Anything where explicit rules are hard to come by, but correct feedback is possible to construct. Medical diagnosis. Financial prediction. Robot actions.

Discontinuous function

One worry about unknown functions:
Some mappings of Input to Output - where there is only a disjoint, discrete mapping of certain inputs to certain outputs, and in no areas any continuous (or even approximation of continuous) mapping - do not lend themselves to learning, only memorisation.

e.g.

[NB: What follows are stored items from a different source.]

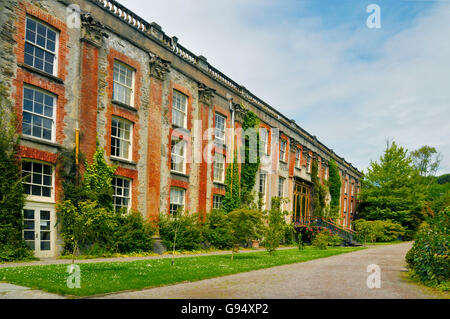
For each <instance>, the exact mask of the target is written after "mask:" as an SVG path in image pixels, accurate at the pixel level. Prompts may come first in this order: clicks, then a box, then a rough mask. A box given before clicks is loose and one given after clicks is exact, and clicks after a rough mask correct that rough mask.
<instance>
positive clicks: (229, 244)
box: [203, 210, 232, 249]
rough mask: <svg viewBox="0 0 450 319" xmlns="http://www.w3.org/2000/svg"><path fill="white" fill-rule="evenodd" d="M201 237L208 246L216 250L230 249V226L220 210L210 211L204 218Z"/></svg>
mask: <svg viewBox="0 0 450 319" xmlns="http://www.w3.org/2000/svg"><path fill="white" fill-rule="evenodd" d="M203 236H204V239H205V241H206V242H207V243H208V244H209V245H211V246H213V247H215V248H217V249H227V248H231V247H232V239H231V233H230V226H229V223H228V219H227V218H226V214H225V213H224V212H223V211H222V210H212V211H211V213H209V214H208V215H207V216H206V223H205V229H204V231H203Z"/></svg>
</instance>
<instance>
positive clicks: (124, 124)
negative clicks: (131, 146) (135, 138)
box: [111, 117, 133, 160]
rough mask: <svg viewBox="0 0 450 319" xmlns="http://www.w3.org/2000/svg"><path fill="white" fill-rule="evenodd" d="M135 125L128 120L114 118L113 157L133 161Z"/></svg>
mask: <svg viewBox="0 0 450 319" xmlns="http://www.w3.org/2000/svg"><path fill="white" fill-rule="evenodd" d="M132 127H133V124H132V123H131V122H129V121H127V120H124V119H121V118H118V117H113V118H112V120H111V156H114V157H119V158H123V159H126V160H130V159H131V141H132Z"/></svg>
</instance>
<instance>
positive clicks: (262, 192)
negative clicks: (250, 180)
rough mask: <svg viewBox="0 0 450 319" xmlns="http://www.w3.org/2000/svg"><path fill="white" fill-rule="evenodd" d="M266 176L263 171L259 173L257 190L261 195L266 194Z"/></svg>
mask: <svg viewBox="0 0 450 319" xmlns="http://www.w3.org/2000/svg"><path fill="white" fill-rule="evenodd" d="M266 177H267V174H266V173H264V172H260V173H259V192H260V193H261V194H263V195H265V194H266Z"/></svg>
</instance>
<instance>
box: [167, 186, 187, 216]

Capitals:

Human:		The capital of Ireland is Dublin.
Machine:	OK.
Human:		The capital of France is Paris.
Machine:	OK.
Human: 		What is the capital of the UK 
		(the country between Ireland and France)?
Machine:	Emm, my guess is "Dublaris".
Human:		What is the capital of Iceland?
Machine:	Emm, "Dublin"?

There may be a function in that every argument has a unique value generated for it. But it is not continuous - no interpolation is possible.

See how Chat GPT makes up information about minor historical characters based on "nearby" major historical characters.

Do we know a priori if our function f is continuous? i.e. Is there anything to learn?

Have we listed all the inputs to construct a predictable function?

Another worry about unknown functions:
f is a postulated function - a function that is assumed to exist, but whose properties are unknown (and possibly unknowable).
Imagine trying to predict horse races:

With jockey of weight 8 stone, our horse won the race.
With jockey of weight 8.5 stone, our horse lost the race.
With jockey of weight 9 stone, our horse won the race.

With jockey of weight 8.25 stone, will our horse win or lose?
With jockey of weight 8.75 stone, will our horse win or lose?

Are these the correct inputs? Are we missing some inputs? How do we know?

Probabilistic / Stochastic / Non-deterministic functions

Another worry with learning from exemplars.
Exemplars may appear to contradict each other:

If x=0, answer is 0.
If x=100, answer is 100.
If x=0, answer is 10.
If x=100, answer is 30.
If x=100, answer is 100.

May be caused by missing inputs.

Multi-dimensional functions

If input x is multi-dimensional, how do you build up this function f?
How do you represent f?

f could be a function of the series of inputs x1,x2,...,xn that led up to the current input xn, rather than just a function of the immediate input xn.